Andateci, a Micene. Salite fin nel punto più alto di quella che era la città. Osservate i fiori cresciuti tra le rovine. Osservateli ondeggiare al tiepido vengo d’Argolide. Fate finta di non vedere i pullman e le pizzerie “Agamennone” là in basso. Guardate l’Egeo lontano e sornione e poi chiudete gli occhi. I fabbri che preparano le spade, gli uomini che le bramano, le donne che sospirano, i bambini che piangono.
Le torce accese, gli inverni rigidi, gli arbusti tra le case, i sogni di gloria e fuga degli uomini, il niente delle donne, la morte. Micene.
3- I treni di Salonicco
Le persone non sono solamente carne e ossa, così come i luoghi non sono solamente materia. Quando giudichiamo un luogo infinite dinamiche si affastellano nella nostra mente. Così è stato per me Salonicco. A Salonicco ci sono arrivato in treno. Un viaggio lunghissimo, da Atene, di notte. Era il sabato di Pasqua e su quel treno c’erano solamente turisti solitari, zingari, bulgari e qualcos’altro. Sono arrivato a Salonicco alle sette di mattina di una Pasqua ortodossa e ad accogliermi c’erano solamente cani randagi, barboni e anime insonni. Ho sbagliato strada, sono finito in stazione. Non quella in cui sono arrivato, un’altra. La vecchia stazione di Salonicco. Quella da cui partirono decine di migliaia di ebrei verso i lager tedeschi. Salonicco, la più grande comunità ebraica dei Balcani. Salonicco, per me, è un treno.
Città aperta, nel cuore e nel corpo. Si presenta al mare con una piazza, come Trieste e Venezia. Della prima ha il crogiolo di etnie che la abitano, della seconda l’atavico amore per il commercio. Qui commerciano tutti: turchi, zingari, greci che siano. Commerciavano anche gli ebrei, prima che il treno li portasse via. Salonicco è fresca e guarda verso l’Olimpo, di là dal mare. Sull’Olimpo ci stanno gli Dei e guardano giù. In Grecia c’è sempre sempre qualcuno che ti guarda dall’alto. Strano per un paese votato all’orizzonte marino. San Paolo lo aveva capito e i luoghi che ricordano la sua predicazione sono tutti in altura. A Salonicco pare di essere tornati negli anni novanta: punk, metallari, no global, negozi di magliette di gruppi rock, canne, studenti in ogni dove. Non capisco perché gli italiani bramino tanto l’Erasmus in Spagna quando c’è Salonicco e le sue barche dove con cinque euro ti fai un giro a mare, una birra e la cameriera ti fa pure i complimenti per i tatuaggi.

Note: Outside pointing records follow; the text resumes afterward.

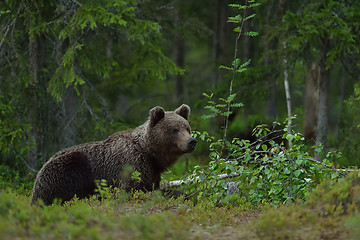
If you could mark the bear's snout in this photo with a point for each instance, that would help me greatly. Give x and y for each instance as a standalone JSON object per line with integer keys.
{"x": 191, "y": 144}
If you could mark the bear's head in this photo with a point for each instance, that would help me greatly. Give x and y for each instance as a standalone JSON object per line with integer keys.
{"x": 169, "y": 132}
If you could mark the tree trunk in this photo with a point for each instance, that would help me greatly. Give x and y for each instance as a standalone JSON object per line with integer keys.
{"x": 33, "y": 114}
{"x": 322, "y": 123}
{"x": 179, "y": 59}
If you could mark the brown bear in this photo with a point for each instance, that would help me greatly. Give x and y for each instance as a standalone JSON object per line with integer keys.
{"x": 149, "y": 149}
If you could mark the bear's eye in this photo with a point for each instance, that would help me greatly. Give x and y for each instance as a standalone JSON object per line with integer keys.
{"x": 174, "y": 131}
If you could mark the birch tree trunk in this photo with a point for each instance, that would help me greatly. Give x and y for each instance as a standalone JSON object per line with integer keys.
{"x": 33, "y": 152}
{"x": 287, "y": 92}
{"x": 322, "y": 123}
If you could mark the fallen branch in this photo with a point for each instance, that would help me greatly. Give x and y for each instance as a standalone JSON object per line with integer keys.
{"x": 177, "y": 183}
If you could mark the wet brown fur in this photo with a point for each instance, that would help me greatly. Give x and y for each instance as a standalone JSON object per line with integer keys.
{"x": 149, "y": 149}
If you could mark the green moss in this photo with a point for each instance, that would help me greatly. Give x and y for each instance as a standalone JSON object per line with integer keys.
{"x": 329, "y": 213}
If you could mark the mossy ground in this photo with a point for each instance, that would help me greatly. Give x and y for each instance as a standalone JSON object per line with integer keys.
{"x": 331, "y": 212}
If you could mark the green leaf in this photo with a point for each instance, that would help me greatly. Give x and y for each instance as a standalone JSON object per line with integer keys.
{"x": 264, "y": 147}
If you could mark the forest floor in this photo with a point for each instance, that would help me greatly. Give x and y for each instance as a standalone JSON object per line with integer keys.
{"x": 152, "y": 216}
{"x": 137, "y": 217}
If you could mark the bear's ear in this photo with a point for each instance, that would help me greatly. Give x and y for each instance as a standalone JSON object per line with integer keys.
{"x": 184, "y": 111}
{"x": 156, "y": 114}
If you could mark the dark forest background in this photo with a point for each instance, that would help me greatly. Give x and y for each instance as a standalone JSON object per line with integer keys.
{"x": 77, "y": 71}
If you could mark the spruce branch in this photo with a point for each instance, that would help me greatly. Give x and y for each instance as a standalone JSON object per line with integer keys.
{"x": 235, "y": 66}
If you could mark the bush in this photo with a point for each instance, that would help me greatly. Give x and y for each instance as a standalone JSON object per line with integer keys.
{"x": 331, "y": 212}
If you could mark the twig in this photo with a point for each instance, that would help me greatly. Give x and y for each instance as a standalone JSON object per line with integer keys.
{"x": 177, "y": 183}
{"x": 234, "y": 71}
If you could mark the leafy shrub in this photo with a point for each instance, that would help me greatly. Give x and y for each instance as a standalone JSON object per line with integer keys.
{"x": 266, "y": 171}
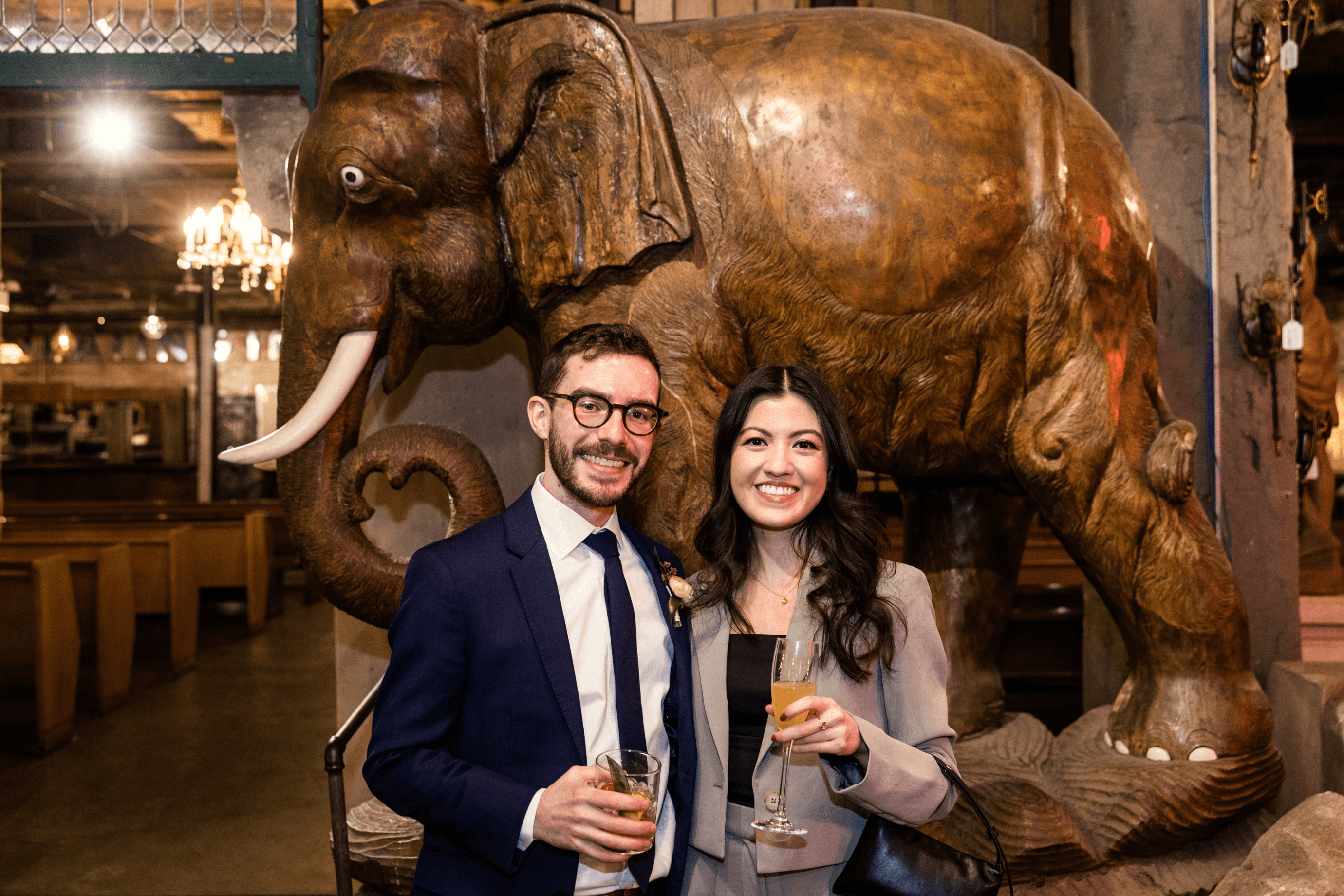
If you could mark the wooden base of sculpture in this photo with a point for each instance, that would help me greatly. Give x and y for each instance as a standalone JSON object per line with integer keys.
{"x": 1072, "y": 804}
{"x": 383, "y": 848}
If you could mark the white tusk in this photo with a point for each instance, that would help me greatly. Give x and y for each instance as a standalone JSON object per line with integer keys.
{"x": 344, "y": 369}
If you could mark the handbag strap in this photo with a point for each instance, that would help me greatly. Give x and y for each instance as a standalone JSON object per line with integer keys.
{"x": 989, "y": 829}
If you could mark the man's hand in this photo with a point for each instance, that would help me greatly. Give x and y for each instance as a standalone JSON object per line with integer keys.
{"x": 574, "y": 815}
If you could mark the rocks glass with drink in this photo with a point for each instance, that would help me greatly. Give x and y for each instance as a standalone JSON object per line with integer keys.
{"x": 634, "y": 771}
{"x": 791, "y": 680}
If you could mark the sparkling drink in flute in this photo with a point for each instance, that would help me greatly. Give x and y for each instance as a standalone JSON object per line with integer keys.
{"x": 791, "y": 679}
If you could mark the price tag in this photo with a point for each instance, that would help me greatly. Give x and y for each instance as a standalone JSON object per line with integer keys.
{"x": 1292, "y": 336}
{"x": 1288, "y": 56}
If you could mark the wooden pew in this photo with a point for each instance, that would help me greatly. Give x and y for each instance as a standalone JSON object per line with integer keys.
{"x": 170, "y": 563}
{"x": 1044, "y": 563}
{"x": 39, "y": 643}
{"x": 105, "y": 604}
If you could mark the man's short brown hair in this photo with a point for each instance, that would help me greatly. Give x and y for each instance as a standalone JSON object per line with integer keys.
{"x": 592, "y": 342}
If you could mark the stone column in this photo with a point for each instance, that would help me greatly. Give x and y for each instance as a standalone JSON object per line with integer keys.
{"x": 1144, "y": 66}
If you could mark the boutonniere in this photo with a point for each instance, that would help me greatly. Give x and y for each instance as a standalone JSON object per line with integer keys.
{"x": 679, "y": 592}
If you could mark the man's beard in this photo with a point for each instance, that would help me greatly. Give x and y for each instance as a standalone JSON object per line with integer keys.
{"x": 563, "y": 464}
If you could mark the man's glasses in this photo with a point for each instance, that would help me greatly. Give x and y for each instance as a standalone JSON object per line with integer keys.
{"x": 595, "y": 410}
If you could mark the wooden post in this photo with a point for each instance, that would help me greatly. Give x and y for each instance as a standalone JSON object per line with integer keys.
{"x": 206, "y": 390}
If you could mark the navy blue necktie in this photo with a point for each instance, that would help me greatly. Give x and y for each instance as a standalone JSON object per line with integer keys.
{"x": 625, "y": 656}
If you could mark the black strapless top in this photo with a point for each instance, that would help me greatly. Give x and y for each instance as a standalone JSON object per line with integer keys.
{"x": 749, "y": 692}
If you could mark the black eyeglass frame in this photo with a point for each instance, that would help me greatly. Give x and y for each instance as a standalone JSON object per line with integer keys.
{"x": 611, "y": 406}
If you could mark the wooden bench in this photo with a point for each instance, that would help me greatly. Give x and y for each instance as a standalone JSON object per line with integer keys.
{"x": 105, "y": 604}
{"x": 39, "y": 643}
{"x": 170, "y": 563}
{"x": 1044, "y": 563}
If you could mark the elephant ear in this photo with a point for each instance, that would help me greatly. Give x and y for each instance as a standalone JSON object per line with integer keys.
{"x": 588, "y": 179}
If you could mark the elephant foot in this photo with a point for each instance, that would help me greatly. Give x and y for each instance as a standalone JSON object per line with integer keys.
{"x": 1174, "y": 716}
{"x": 975, "y": 698}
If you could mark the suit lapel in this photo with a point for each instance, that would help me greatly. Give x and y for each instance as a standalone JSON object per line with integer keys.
{"x": 713, "y": 660}
{"x": 534, "y": 579}
{"x": 644, "y": 547}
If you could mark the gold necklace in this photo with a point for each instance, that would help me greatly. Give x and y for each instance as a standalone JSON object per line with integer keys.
{"x": 783, "y": 598}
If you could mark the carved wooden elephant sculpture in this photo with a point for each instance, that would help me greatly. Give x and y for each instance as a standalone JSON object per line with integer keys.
{"x": 931, "y": 220}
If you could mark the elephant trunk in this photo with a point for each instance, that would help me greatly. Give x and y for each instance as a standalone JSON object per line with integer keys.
{"x": 322, "y": 480}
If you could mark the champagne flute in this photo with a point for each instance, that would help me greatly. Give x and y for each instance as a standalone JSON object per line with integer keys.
{"x": 791, "y": 680}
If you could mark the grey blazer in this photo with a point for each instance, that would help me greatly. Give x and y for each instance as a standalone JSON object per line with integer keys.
{"x": 902, "y": 716}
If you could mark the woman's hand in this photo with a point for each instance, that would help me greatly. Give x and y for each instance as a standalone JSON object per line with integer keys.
{"x": 828, "y": 728}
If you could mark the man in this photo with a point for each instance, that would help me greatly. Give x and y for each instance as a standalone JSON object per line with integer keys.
{"x": 535, "y": 641}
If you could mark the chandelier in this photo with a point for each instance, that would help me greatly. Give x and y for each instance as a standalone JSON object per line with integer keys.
{"x": 232, "y": 236}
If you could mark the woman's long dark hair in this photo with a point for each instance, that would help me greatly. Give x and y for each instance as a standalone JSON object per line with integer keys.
{"x": 843, "y": 535}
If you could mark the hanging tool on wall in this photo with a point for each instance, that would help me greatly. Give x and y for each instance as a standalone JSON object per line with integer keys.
{"x": 1311, "y": 426}
{"x": 1251, "y": 64}
{"x": 1264, "y": 336}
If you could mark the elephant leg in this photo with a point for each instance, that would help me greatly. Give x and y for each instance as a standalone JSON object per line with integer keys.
{"x": 1113, "y": 479}
{"x": 968, "y": 539}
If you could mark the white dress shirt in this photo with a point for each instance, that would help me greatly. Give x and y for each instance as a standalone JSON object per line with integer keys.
{"x": 579, "y": 574}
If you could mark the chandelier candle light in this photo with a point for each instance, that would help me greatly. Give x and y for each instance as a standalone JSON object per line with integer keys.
{"x": 232, "y": 236}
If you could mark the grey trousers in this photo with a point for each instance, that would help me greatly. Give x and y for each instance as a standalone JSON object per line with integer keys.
{"x": 736, "y": 875}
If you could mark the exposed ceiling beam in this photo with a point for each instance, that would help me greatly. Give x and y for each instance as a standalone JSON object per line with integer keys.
{"x": 78, "y": 111}
{"x": 148, "y": 159}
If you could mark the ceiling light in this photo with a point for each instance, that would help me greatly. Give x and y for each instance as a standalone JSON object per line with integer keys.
{"x": 232, "y": 236}
{"x": 224, "y": 346}
{"x": 111, "y": 131}
{"x": 154, "y": 327}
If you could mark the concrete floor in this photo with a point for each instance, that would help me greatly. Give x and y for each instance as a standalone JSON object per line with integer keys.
{"x": 207, "y": 785}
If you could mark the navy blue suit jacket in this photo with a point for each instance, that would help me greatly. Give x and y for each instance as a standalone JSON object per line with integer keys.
{"x": 480, "y": 709}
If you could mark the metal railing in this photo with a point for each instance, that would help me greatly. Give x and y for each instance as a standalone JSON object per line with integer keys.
{"x": 147, "y": 45}
{"x": 335, "y": 764}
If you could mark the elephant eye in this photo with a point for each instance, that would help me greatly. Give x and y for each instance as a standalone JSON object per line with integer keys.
{"x": 351, "y": 178}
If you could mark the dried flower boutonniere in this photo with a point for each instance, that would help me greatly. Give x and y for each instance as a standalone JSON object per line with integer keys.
{"x": 679, "y": 590}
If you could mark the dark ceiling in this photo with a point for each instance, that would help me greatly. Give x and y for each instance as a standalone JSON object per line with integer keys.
{"x": 85, "y": 237}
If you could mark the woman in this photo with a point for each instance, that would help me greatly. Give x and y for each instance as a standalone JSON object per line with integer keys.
{"x": 791, "y": 551}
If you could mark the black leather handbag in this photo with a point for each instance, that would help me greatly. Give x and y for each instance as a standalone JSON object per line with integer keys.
{"x": 897, "y": 860}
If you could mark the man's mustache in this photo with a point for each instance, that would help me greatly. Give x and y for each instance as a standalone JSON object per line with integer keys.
{"x": 608, "y": 449}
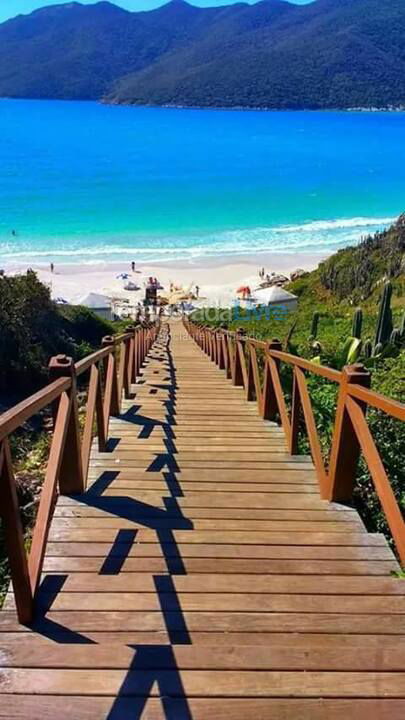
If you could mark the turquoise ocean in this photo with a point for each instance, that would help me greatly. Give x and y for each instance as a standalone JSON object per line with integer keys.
{"x": 88, "y": 183}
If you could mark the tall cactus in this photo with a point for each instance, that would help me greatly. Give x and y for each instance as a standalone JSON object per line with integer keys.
{"x": 384, "y": 322}
{"x": 395, "y": 338}
{"x": 368, "y": 349}
{"x": 314, "y": 325}
{"x": 357, "y": 323}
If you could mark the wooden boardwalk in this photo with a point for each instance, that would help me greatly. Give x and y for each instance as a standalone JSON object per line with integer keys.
{"x": 202, "y": 577}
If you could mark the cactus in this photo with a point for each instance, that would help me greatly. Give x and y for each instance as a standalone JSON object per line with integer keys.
{"x": 368, "y": 349}
{"x": 314, "y": 325}
{"x": 357, "y": 323}
{"x": 384, "y": 323}
{"x": 395, "y": 338}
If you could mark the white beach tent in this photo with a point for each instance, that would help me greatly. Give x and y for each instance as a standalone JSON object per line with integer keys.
{"x": 100, "y": 304}
{"x": 275, "y": 295}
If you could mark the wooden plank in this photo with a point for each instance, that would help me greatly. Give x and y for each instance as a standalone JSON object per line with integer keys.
{"x": 66, "y": 511}
{"x": 47, "y": 707}
{"x": 105, "y": 524}
{"x": 202, "y": 658}
{"x": 225, "y": 565}
{"x": 275, "y": 552}
{"x": 224, "y": 602}
{"x": 145, "y": 534}
{"x": 206, "y": 683}
{"x": 273, "y": 584}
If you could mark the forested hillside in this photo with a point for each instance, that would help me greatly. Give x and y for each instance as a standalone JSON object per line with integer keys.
{"x": 274, "y": 54}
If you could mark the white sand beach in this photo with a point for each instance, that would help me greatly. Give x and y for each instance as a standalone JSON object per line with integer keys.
{"x": 217, "y": 278}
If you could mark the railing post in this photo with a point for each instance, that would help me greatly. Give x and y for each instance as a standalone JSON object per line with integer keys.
{"x": 111, "y": 399}
{"x": 137, "y": 352}
{"x": 295, "y": 416}
{"x": 250, "y": 384}
{"x": 14, "y": 537}
{"x": 131, "y": 357}
{"x": 270, "y": 407}
{"x": 240, "y": 339}
{"x": 345, "y": 450}
{"x": 220, "y": 345}
{"x": 71, "y": 478}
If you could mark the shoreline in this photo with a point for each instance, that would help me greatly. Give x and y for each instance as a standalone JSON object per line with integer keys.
{"x": 230, "y": 108}
{"x": 217, "y": 277}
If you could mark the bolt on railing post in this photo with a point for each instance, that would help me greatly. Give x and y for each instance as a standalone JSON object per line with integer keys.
{"x": 270, "y": 407}
{"x": 345, "y": 450}
{"x": 71, "y": 477}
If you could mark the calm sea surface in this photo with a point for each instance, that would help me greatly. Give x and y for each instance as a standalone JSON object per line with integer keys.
{"x": 85, "y": 182}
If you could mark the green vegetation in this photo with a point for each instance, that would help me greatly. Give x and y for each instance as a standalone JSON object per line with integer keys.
{"x": 32, "y": 329}
{"x": 273, "y": 54}
{"x": 328, "y": 328}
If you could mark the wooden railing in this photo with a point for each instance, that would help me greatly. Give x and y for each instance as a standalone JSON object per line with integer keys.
{"x": 238, "y": 354}
{"x": 111, "y": 370}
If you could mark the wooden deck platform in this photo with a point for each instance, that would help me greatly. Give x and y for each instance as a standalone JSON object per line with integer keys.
{"x": 201, "y": 577}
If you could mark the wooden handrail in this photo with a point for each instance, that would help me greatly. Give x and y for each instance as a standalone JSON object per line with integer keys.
{"x": 12, "y": 419}
{"x": 351, "y": 434}
{"x": 69, "y": 457}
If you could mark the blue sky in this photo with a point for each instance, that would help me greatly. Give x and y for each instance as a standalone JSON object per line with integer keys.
{"x": 10, "y": 8}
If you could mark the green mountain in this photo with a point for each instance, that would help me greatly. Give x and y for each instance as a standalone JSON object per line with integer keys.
{"x": 330, "y": 53}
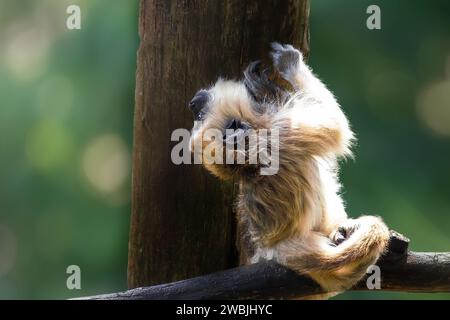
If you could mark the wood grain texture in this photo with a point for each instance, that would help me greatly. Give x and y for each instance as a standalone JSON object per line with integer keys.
{"x": 182, "y": 224}
{"x": 400, "y": 271}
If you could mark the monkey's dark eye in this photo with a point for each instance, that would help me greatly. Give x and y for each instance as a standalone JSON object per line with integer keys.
{"x": 198, "y": 103}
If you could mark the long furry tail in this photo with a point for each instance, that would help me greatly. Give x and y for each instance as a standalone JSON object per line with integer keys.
{"x": 337, "y": 268}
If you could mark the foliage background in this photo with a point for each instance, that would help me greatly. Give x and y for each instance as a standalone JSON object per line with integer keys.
{"x": 66, "y": 109}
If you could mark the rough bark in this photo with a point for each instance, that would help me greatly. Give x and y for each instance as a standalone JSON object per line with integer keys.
{"x": 182, "y": 223}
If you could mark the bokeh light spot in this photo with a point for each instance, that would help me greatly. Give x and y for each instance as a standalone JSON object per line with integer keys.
{"x": 54, "y": 97}
{"x": 433, "y": 107}
{"x": 49, "y": 144}
{"x": 8, "y": 250}
{"x": 106, "y": 163}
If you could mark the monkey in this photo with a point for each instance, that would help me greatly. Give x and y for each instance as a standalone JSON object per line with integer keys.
{"x": 297, "y": 216}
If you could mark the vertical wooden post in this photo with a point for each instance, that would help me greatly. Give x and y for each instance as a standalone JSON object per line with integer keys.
{"x": 182, "y": 224}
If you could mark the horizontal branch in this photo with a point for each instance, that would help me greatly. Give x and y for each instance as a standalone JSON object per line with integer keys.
{"x": 400, "y": 271}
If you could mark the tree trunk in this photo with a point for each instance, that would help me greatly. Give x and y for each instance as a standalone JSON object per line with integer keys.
{"x": 182, "y": 222}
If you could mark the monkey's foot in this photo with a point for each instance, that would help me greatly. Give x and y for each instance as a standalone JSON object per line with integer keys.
{"x": 287, "y": 60}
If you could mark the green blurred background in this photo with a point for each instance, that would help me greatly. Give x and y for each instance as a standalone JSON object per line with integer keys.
{"x": 66, "y": 113}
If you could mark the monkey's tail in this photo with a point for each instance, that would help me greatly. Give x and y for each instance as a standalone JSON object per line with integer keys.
{"x": 337, "y": 268}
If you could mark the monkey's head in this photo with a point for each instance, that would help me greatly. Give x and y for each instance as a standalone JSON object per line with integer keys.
{"x": 232, "y": 119}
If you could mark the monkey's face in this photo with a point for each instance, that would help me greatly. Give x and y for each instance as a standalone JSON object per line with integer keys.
{"x": 227, "y": 121}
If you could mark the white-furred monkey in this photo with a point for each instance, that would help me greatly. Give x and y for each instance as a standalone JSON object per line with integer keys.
{"x": 296, "y": 216}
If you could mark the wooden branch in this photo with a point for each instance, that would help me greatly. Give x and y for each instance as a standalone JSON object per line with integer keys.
{"x": 400, "y": 271}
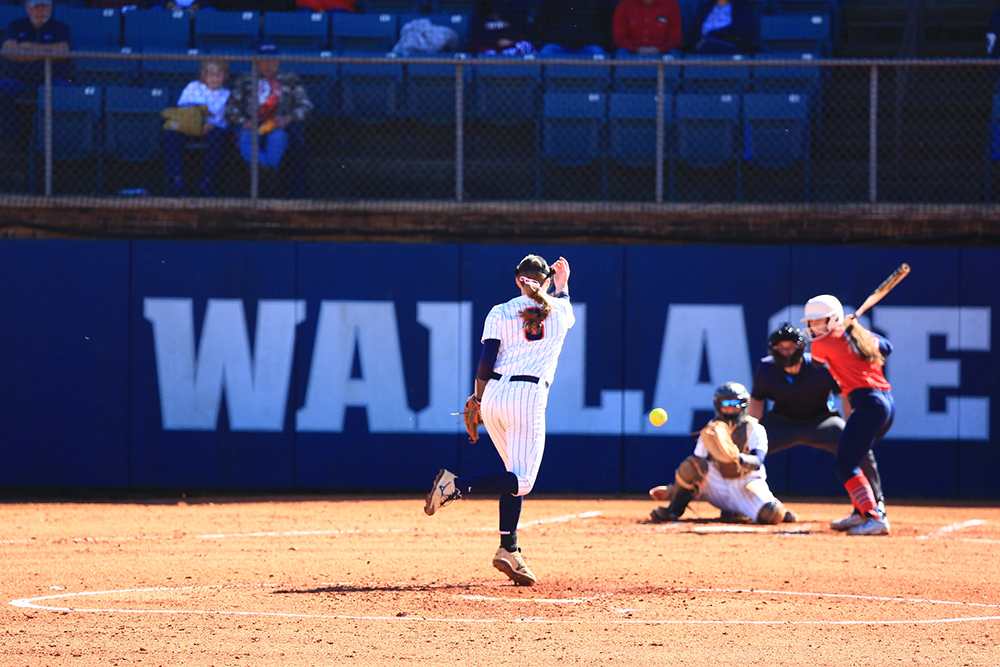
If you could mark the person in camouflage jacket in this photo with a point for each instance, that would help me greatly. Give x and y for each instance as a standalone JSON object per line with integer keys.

Salonicco è un mare lucente, una moschea trasformata in chiesa dopo essere già stata chiesa e forse anche sinagoga. Salonicco è la statua di Alessandro Magno, che ti guarda anch’egli dall’alto, ma in riva al mare. Perché Alessandro, come Achille, aveva tanta brama ma poco tempo e l’India era un tantino lontana per perdere tempo a salire nella parte alta della città. Non c’è posto migliore che Salonicco per partire verso il mondo. Anche con il fido quadrupede Bucefalo al posto del treno.